W piątek (1 lutego) budowlańcy kopali rów na jednej z działek na zamojskim osiedlu. W pewnym momencie, na głębokości ok. 2-3 metrów koparka zahaczyła o coś twardego. Okazało się, że to pozostałości, prawdopodobnie po II wojnie światowej: fragmenty lufy i zamka karabinu, granat ręczny, a także kilkadziesiąt sztuk amunicji.
Zaalarmowano policję. Mundurowi zabezpieczyli teren i wezwali saperów z jednostki w Chełmie, którzy przejęli niewybuchy.

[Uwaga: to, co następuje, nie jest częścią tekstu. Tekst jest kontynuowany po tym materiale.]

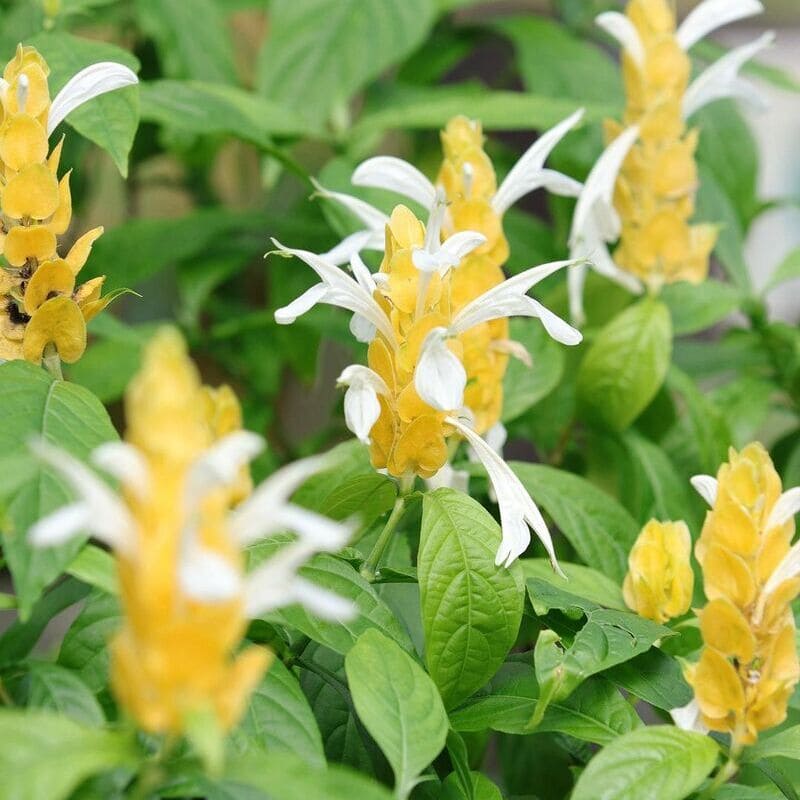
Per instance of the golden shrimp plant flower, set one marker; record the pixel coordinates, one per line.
(43, 312)
(409, 401)
(660, 580)
(468, 186)
(178, 543)
(648, 188)
(748, 667)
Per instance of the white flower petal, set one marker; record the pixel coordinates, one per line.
(712, 14)
(787, 505)
(528, 173)
(361, 405)
(706, 487)
(449, 254)
(126, 463)
(509, 299)
(207, 577)
(253, 518)
(221, 464)
(341, 290)
(518, 512)
(688, 717)
(97, 79)
(722, 79)
(299, 306)
(439, 377)
(109, 519)
(396, 175)
(60, 526)
(449, 478)
(624, 31)
(321, 602)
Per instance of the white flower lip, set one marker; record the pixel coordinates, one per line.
(712, 14)
(624, 31)
(97, 79)
(395, 175)
(518, 512)
(722, 80)
(440, 377)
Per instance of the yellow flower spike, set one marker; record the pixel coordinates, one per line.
(31, 193)
(51, 278)
(178, 545)
(23, 141)
(749, 666)
(59, 322)
(659, 582)
(79, 252)
(34, 241)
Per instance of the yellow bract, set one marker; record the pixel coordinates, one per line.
(660, 579)
(42, 312)
(748, 667)
(175, 655)
(655, 191)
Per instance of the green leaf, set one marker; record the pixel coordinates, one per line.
(471, 608)
(111, 119)
(203, 109)
(399, 705)
(626, 364)
(85, 646)
(523, 385)
(714, 206)
(583, 581)
(595, 712)
(430, 108)
(53, 687)
(554, 62)
(596, 525)
(278, 717)
(660, 761)
(326, 64)
(339, 577)
(787, 270)
(785, 744)
(95, 567)
(193, 38)
(695, 307)
(35, 405)
(45, 755)
(283, 776)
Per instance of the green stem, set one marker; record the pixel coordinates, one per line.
(370, 567)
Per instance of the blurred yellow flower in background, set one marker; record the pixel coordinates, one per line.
(660, 580)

– Pamiętajmy, że niewybuchy lub niewypały mogą być bardzo niebezpieczne. Dlatego też nie wolno ich przenosić, dotykać, czy też rozbrajać. O nietypowym znalezisku należy natychmiast powiadomić Policję, a miejsce odnalezienia niewybuchu zabezpieczyć przed dostępem do niego osób postronnych, nieświadomych zagrożenia. Pamiętajmy, że nawet stare, zardzewiałe, zalegające w ziemi pozostałości po wojnie mogą być bardzo niebezpieczne – podkreśla Dorota Krukowska-Bubiło, rzeczniczka Komendy Miejskiej Policji w Zamościu.